The Supreme Court will decide whether the disparate impact standard will remain available to those complaining of housing discrimination under the Fair Housing Act.

The Consumer Financial Protection Bureau has used disparate impact to attempt to prove illegal discrimination in auto finance.

According to the CFPB, auto lenders’ practice of allowing dealerships to set their own finance reserve amounts for arranging auto loans results in legally protected groups paying higher interest rates than other similarly situated borrowers. That disparate impact amounts to illegal discrimination, the CFPB says.

Ally Financial Inc. in December 2013 agreed to pay $98 million in restitution and civil penalties for alleged discrimination against minority buyers under a consent order with the CFPB and the U.S. Justice Department. Ally denied allowing discrimination.

‘Focused narrowly’

Jess Sharp, managing director of the Center for Capital Markets Competitiveness at the U.S. Chamber of Commerce, said that although the case does not directly align with auto lending, a ruling that bars disparate impact could propel a similar change in the Equal Credit Opportunity Act in the future.

“The Supreme Court is only focused narrowly on the Fair Housing Act,” Sharp said. “The connection to the auto lending industry is that the Equal Credit Opportunity Act has very similar language in the law that the government relies upon to use disparate impact.”

The result of the case won’t affect what the CFPB and other regulators can do immediately, but over time, a precedent in housing could undercut the CFPB’s argument that it can use disparate impact under the ECOA, Sharp said.

‘Minimal’ impact

Although the CFPB has applied the disparate impact theory to auto finance, attorney Kenneth Rojc, managing partner at Nisen & Elliott Automotive Finance, disagrees that the court’s ruling could lead to an auto lending change. Regardless of the Supreme Court’s ruling, disparate impact in the subprime mortgage space doesn’t align with auto lending, he said.

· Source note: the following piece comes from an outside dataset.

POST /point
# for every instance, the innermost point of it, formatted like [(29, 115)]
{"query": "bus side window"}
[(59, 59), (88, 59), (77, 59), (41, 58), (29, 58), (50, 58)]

“The impact of the case would be minimal because the disparate impact in connection with the auto lending sector is different than the housing arena,” he said.

Subprime mortgage lending is subject to the Fair Housing Act, a different statute from the Equal Credit Opportunity Act that auto lenders abide by, he said.

“This development will not move the needle for the CFPB,” he said. “It cannot be translated into the auto finance arena.”

‘Conceptual similarity’

A Supreme Court ruling in favor of Texas could cement that disparate impact and illegal discrimination don’t necessarily correlate, said Leonard Bellavia, a partner at Bellavia Blatt & Crossett.

“Although the Texas case involves the Fair Housing Act and not auto lending under ECOA, there is an obvious conceptual similarity,” Bellavia said. “A ruling favorable to Texas would essentially be a Supreme Court pronouncement that disparate impact and illegal discrimination are not necessarily overlapping concepts. It would be another nail in the coffin of the CFPB’s initiative against auto lenders.”